Abstract:
The Early voltage describes the output conductance and the load drive capability of bipolar
transistors, so high Early voltage is desirable for any device. An increase in the collector–base
voltage causes a greater reverse bias across the collector–base junction which increases the
collector–base depletion region width, and decreasing the channel width of the base, which is
defined as “Early effect”. The Early effect has been studied extensively in conventional
bipolar junction transistors (BJTs). In the present work, closed form analytical model were
derived for Early voltage (VA) and common emitter current gain (β) for uniform, exponential
and Gaussian base doping profiles with arbitrary Germanium (Ge) profiles heterojunction
bipolar transistor (HBT). Field dependent mobility (DnSiGe), band gap narrowing (BGN) (due
to both heavy doping and presence of Germanium content in the base) and electron velocity
saturation effects (vs) were considered in this model. The effects of base doping profiles and
Germanium profiles on VA and β are observed in this work. Here it is observed that if Ge mole
fraction at emitter end (yE) is 0.01 and it increases at collector end (yC) from 0.01 to 0.3 it
increases VA exponentially. It can be found from this analysis that as yC increases due to BGN
effect, effective intrinsic carrier concentration (nieSiGe) increases towards base-collector
junction which minimizes “Early effect” and increases VA. For a particular yC and yE, VA found
highest for uniform base doping profile and lowest for Gaussian base doping profile.
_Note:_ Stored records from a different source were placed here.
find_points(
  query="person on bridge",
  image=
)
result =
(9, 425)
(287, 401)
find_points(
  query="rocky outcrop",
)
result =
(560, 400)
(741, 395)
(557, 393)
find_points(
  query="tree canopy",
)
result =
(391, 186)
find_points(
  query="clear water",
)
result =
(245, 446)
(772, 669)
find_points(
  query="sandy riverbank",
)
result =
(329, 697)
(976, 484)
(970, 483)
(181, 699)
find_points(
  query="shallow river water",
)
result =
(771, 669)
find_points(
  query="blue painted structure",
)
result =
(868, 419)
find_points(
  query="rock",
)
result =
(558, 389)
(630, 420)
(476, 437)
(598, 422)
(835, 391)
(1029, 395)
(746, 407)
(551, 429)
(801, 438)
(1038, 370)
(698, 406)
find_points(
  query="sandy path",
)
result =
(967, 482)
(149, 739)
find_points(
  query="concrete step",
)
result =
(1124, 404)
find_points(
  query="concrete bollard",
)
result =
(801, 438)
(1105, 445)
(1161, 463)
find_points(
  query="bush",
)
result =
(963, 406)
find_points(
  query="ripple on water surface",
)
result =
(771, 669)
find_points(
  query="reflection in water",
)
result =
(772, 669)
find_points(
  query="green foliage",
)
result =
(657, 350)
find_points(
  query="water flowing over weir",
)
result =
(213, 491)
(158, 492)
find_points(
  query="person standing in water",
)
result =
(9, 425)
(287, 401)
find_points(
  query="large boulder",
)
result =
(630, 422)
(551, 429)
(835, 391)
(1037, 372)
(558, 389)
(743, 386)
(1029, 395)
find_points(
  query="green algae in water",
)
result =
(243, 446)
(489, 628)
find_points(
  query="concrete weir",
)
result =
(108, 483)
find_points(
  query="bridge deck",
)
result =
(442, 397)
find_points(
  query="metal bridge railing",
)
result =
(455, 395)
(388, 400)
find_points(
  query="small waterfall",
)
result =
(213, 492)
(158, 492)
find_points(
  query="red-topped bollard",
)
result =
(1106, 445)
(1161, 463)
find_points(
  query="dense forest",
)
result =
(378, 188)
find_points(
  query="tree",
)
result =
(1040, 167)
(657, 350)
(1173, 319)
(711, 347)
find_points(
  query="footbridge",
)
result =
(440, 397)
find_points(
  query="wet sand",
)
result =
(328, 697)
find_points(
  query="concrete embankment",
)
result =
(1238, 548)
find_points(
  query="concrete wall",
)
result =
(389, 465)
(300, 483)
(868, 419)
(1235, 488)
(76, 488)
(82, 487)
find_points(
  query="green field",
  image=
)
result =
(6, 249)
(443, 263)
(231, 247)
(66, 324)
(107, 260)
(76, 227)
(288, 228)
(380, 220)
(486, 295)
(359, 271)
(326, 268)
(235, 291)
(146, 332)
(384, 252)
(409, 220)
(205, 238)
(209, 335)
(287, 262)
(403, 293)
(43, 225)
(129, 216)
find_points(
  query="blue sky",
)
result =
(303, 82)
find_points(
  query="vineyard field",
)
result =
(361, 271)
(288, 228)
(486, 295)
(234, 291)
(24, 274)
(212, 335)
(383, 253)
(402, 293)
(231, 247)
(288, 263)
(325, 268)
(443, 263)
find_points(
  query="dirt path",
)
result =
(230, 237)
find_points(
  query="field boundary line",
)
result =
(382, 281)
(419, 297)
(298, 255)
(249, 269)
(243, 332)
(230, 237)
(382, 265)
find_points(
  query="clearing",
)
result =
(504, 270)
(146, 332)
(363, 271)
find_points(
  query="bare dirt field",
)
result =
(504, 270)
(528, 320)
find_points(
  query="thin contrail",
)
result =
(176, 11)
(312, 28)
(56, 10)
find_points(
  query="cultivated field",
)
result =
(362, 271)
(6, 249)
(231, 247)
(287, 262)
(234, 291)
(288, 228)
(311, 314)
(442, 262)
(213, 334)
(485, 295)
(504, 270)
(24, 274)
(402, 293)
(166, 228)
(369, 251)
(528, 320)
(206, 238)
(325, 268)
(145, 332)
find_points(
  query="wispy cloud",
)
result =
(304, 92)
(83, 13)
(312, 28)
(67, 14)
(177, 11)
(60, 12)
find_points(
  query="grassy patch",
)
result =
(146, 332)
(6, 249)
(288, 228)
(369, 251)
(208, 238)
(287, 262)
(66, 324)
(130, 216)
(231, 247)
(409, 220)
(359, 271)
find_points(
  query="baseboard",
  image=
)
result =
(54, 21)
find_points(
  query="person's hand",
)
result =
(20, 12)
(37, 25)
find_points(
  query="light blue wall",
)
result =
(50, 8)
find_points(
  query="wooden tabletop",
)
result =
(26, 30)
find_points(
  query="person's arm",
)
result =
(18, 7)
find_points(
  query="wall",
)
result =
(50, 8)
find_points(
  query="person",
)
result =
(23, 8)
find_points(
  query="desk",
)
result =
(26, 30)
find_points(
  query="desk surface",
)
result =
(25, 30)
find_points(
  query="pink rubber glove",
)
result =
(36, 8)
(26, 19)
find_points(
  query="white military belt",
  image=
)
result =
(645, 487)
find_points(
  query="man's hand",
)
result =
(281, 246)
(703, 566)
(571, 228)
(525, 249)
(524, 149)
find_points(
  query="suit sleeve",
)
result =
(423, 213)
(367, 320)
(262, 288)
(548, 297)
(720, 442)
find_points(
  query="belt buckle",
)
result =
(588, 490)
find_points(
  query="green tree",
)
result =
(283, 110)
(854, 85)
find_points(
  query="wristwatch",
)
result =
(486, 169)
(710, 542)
The
results show that VA is proportional with base doping concentration. Also keeping yC at 0.3
and if yE vary from 0.01 to 0.3 it reduces VA. It was also observed that by keeping yE at 0.01 if
yC can be increased from 0.01 to 0.3 it reduces collector current density (JCO). Effects of Ge
mole fraction on DnSiGe, nieSiGe and electric field (ElSiGe) were studied. Effect of vs was studied
on diffusivity and collector saturation current density (JCO). It is found that vs has
significant impact on both JCO and DnSiGe for uniform and exponential base doping
profiles; for Gaussian base doping profile it impact is negligible. Cutoff frequency for
HBT calculated in this work. The results obtained by using this analytical model compared
with the results available in the previous literature and found in good agreement.